If Republicans play it correctly, Foreman said an anti-Obamacare message could help drive up Republican turnout. But he cautioned that there is some risk for Scott. "If he gets too negative on this issue or any other issue, he may drive the moderates away from him."
Terrie Rizzo, chairwoman of the Palm Beach County Democratic Party, said Republicans may overplay their hand. "If they keep going on and on and on about how bad Obamacare is, they risk the voters getting Obamacare-attack fatigue."
O'Brien said Crist is embracing the issue because it motivates people on the political left who are the committed activists in the Democratic Party, some of whom are still skeptical of Crist.
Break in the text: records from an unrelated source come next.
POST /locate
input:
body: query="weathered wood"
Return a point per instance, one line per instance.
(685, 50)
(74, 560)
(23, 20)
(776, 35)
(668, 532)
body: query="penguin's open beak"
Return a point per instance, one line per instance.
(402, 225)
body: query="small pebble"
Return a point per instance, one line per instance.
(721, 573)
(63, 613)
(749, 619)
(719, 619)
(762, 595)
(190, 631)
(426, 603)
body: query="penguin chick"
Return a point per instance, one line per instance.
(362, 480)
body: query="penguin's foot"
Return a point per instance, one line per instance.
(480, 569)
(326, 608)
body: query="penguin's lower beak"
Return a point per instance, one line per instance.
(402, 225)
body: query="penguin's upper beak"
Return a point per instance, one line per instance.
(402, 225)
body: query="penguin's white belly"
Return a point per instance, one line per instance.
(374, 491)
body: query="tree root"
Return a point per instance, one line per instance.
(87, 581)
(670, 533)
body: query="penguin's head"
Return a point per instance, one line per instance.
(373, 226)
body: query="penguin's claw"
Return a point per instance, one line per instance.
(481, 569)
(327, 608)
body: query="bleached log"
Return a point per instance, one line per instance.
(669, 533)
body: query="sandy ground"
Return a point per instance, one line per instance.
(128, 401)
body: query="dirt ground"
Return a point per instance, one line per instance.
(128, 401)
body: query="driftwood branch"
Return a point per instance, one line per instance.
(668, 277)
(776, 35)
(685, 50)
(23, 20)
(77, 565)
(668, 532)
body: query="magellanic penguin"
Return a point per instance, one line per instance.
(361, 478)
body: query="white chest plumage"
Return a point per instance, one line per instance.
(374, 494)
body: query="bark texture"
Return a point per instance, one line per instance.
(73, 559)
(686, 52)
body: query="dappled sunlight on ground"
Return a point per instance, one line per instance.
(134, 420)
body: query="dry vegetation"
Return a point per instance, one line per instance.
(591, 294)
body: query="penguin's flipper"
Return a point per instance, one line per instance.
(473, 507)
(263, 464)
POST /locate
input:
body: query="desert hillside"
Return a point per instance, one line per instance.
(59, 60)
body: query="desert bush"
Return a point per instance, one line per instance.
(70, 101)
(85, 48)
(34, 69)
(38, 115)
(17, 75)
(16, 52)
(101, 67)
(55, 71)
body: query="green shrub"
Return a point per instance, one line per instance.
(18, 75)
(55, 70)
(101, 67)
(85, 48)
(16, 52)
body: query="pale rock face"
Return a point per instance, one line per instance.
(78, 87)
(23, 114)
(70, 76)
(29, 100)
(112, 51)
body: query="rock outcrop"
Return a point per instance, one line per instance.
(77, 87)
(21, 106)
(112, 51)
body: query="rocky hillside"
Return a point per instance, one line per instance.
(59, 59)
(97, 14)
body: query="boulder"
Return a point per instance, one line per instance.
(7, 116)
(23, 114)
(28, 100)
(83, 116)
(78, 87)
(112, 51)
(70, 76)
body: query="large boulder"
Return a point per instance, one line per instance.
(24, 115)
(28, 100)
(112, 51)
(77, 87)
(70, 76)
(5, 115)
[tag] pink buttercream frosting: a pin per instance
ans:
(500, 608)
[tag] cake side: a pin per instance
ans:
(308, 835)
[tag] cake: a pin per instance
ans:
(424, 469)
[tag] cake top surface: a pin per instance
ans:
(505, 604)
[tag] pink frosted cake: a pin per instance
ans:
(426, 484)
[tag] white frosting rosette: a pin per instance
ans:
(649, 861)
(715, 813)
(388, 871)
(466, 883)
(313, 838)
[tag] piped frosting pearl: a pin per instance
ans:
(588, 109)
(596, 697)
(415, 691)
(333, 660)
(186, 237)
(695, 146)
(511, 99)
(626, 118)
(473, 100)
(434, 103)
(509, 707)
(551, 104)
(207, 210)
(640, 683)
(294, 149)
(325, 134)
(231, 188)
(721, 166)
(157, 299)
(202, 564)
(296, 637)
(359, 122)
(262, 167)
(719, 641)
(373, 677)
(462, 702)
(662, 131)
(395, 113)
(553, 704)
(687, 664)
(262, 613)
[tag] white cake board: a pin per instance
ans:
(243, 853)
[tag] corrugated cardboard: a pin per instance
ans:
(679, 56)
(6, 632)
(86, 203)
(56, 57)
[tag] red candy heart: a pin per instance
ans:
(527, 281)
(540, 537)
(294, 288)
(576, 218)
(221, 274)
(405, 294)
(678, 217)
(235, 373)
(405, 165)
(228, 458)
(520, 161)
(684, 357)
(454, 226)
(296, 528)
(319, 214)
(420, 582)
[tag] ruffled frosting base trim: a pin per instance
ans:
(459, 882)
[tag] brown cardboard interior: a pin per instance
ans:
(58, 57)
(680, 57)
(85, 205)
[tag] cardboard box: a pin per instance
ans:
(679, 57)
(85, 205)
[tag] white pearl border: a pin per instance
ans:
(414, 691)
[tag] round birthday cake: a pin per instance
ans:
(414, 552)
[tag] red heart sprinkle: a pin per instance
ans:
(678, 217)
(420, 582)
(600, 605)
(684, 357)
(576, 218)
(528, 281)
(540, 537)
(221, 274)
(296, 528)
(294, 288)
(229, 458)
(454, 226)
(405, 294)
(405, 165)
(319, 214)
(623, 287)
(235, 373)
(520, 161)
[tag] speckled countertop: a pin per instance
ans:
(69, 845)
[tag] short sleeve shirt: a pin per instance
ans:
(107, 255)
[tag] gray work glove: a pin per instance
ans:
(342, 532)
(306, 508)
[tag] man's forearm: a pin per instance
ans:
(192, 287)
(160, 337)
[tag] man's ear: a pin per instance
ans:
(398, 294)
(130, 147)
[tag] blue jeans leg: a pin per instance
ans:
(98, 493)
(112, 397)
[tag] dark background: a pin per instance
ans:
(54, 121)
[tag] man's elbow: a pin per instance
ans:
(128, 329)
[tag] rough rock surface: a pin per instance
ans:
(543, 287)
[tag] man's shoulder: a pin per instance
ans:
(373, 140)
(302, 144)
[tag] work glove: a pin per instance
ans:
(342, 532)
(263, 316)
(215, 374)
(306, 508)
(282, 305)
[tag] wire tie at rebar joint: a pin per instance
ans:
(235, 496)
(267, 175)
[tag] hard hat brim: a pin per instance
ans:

He was elected governor as a Republican in 2006, ran as an independent/no party candidate for U.S. Senate in 2010, and then switched to the Democratic Party, and support for Obamacare shows he is one of them, Foreman and O'Brien said.
If Crist abandoned Obamacare, they said he'd alienate too many Democrats that he needs. "I don't think Charlie can run away from it at this point without alienating his folks on the ground who he does not have a longstanding relationship with," O'Brien said. Crist faces former Senate Democratic Leader Nan Rich of Weston, who lags in fundraising and in polls, in the August primary.
The textbook strategy for Democrats in tough races is to offer general support for the law, oppose repeal, and call for making improvements. That's the strategy that's been followed by U.S. Rep. Patrick Murphy, a freshman Democrat who represents northern Palm Beach, Martin and St. Lucie counties.
That approach was disastrous for Democrats in last month's special congressional election in Pinellas County in which Republican David Jolly defeated Democrat Alex Sink.
O'Brien said Democrats who attempt to sell the notion that Obamacare wasn't a factor are wrong. "It was one of the defining issues," he said, and motivated Republicans to turn out and vote.
Crist isn't entertaining the notion that Obamacare has flaws that need fixing. Asked by an audience member at a recent appearance at the Forum Club of the Palm Beaches if there are "any changes or tweaks" he'd make, Crist demurred. "I'm sure that there are, but I'm a positive guy. I'm an optimistic person," he said. "What I would emphasize is what's good about it."
Kiar said that is "much smarter than the politics of the other Democrats who are running away from it or shying away from it."
O'Brien said Obamacare isn't going away as an issue. And with the latest polls — released Thursday by Mason-Dixon Polling & Research showing the race tied and from Rasmussen Reports showing it within the survey's margin of error — indicating the race neck-and-neck, the issue could make a big difference even if it motivates just a small number of voters.
"Things can swing," O'Brien said. "Our elections tend to be extremely close."